In March, the Small Business Administration (SBA) extended the comment period to April 6 on its proposed rule implementing provisions of the National Defense Authorization Act of 2013.See 79 FR 77955. The proposed rule, initially published in December 2014, would bring sweeping changes to small business and socioeconomic program performance requirements, including changes to limitations on subcontracting, affiliation and small business joint ventures rules.
While the prime SBA program contractor is still required to perform at least 50% of the work on service and supply contracts, the proposed rule changes the way the performance standard is calculated. The current cost-based analysis looks at the percentage of personnel or manufacturing costs spent by the prime on its personnel, less profit or fees. The new formula simplifies and streamlines the calculation by limiting the small business prime contractor to spend no more than 50% of the total contract award on subcontractors.
However, the proposed rule exempts subcontractors that are “similarly situated entities,” which the proposed rule defines as “a small business concern subcontractor that is a participant of the same SBA program that qualified the prime contractor as an eligible offeror and awardee of the contract.” Essentially, the proposed rule considers any work done by a similarly situated entity not to be subcontracting for compliance purposes, thus those businesses are excluded from the performance limitation.
The proposed rule is designed to curb the practice of qualifying small business, HUBZone SBCs, SDVO SBCs, WOSBs/EDWOSBs and 8(a) SBCs passing on work in excess of these limitations to non-qualifying and ineligible entities for specific types of contracts.
The proposed rule also excludes similarly situated subcontractors from affiliation limitations under the ostensible subcontractor rule, which considers subcontractors who perform most of the primary work a joint venture with the prime and thus affiliated for size determination purposes. The proposed rule also proposes language establishing a presumption of affiliation when firms conduct business with each other and are owned and controlled by people who are married, in civil unions, or immediate relatives. And it establishes that where a firm derives 70% or more of its revenue from another firm in the prior fiscal year, the firm will be considered affiliated. Previously the SBA did not provide a percentage.
The proposed rule also excludes similarly situated entities from being affiliated for small business size determination purposes when performing a procurement as a joint venture. This would expand a benefit currently enjoyed by 8(a) protégé firms to small businesses wanting to pursue small business procurements as joint ventures.

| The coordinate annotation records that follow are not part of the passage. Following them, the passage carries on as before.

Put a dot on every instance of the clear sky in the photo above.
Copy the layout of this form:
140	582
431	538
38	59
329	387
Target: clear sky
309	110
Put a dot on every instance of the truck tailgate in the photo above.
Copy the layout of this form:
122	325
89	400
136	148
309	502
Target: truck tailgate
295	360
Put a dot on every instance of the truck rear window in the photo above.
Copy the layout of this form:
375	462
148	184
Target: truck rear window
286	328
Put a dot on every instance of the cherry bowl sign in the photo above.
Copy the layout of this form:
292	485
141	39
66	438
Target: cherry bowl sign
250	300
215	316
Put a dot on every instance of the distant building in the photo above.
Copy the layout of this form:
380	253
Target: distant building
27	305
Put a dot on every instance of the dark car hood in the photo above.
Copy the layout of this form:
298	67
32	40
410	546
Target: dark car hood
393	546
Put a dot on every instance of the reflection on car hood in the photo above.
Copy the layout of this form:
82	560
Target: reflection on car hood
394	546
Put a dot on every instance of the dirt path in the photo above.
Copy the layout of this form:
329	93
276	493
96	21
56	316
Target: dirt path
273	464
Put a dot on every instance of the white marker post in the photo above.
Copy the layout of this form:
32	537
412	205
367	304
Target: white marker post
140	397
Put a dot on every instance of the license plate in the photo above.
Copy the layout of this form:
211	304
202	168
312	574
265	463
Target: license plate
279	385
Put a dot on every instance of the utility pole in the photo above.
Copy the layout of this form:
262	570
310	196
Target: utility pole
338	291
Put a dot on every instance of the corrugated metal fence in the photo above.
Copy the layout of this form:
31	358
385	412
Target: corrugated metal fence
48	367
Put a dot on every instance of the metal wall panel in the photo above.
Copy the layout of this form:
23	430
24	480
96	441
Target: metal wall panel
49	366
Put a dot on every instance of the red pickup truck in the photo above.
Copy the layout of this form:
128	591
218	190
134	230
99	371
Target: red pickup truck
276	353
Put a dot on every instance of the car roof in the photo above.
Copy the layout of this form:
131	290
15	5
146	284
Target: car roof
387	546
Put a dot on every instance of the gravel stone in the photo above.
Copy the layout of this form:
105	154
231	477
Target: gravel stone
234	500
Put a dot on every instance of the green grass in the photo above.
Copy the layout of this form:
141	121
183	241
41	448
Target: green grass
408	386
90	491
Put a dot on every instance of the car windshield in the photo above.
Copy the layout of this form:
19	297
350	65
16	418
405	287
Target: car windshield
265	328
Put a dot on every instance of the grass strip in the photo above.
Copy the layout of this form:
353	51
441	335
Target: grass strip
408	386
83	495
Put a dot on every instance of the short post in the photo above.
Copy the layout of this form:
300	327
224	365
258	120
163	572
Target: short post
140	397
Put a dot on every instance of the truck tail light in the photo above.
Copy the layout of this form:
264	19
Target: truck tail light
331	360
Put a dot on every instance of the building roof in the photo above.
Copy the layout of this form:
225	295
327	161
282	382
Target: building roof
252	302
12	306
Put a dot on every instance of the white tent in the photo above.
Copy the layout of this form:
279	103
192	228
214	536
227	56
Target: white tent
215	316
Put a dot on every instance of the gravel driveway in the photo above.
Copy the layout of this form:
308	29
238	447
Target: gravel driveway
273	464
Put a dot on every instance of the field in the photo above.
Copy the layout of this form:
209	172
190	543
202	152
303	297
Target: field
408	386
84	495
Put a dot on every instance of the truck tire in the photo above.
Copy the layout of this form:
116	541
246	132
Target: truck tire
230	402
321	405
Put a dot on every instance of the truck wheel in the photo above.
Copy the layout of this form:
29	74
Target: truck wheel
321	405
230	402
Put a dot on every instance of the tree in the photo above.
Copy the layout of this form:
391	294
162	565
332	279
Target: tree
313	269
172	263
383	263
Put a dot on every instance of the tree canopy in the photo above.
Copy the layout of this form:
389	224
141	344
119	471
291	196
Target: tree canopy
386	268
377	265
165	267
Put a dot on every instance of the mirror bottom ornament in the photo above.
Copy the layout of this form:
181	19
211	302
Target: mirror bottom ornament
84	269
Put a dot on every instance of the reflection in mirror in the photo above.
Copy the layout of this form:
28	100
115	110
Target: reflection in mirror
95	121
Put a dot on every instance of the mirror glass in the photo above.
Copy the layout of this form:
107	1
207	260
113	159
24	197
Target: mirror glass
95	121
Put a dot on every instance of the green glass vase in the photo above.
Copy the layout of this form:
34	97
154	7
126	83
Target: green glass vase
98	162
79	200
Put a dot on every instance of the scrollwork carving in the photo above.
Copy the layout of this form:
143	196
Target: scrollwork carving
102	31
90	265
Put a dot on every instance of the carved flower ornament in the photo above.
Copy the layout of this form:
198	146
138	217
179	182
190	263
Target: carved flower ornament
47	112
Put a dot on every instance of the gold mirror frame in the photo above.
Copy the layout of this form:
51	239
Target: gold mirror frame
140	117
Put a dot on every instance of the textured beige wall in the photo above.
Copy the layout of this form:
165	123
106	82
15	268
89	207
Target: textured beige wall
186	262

Ultimately, the proposed rule changes are designed to increase participation by similarly situated small business entities in SBA programs by removing limits on their participation on select SBA contracts. They are also intended to clarify and streamline relevant performance measures and calculations to better meet that goal. Absent any additional delay, a final rule should be published sometime this summer. Even if these changes achieve SBA’s goal, it remains to be seen what impact, if any, they have on small businesses passing off too much work to non-qualifying subcontractors and how the new rule will be enforced.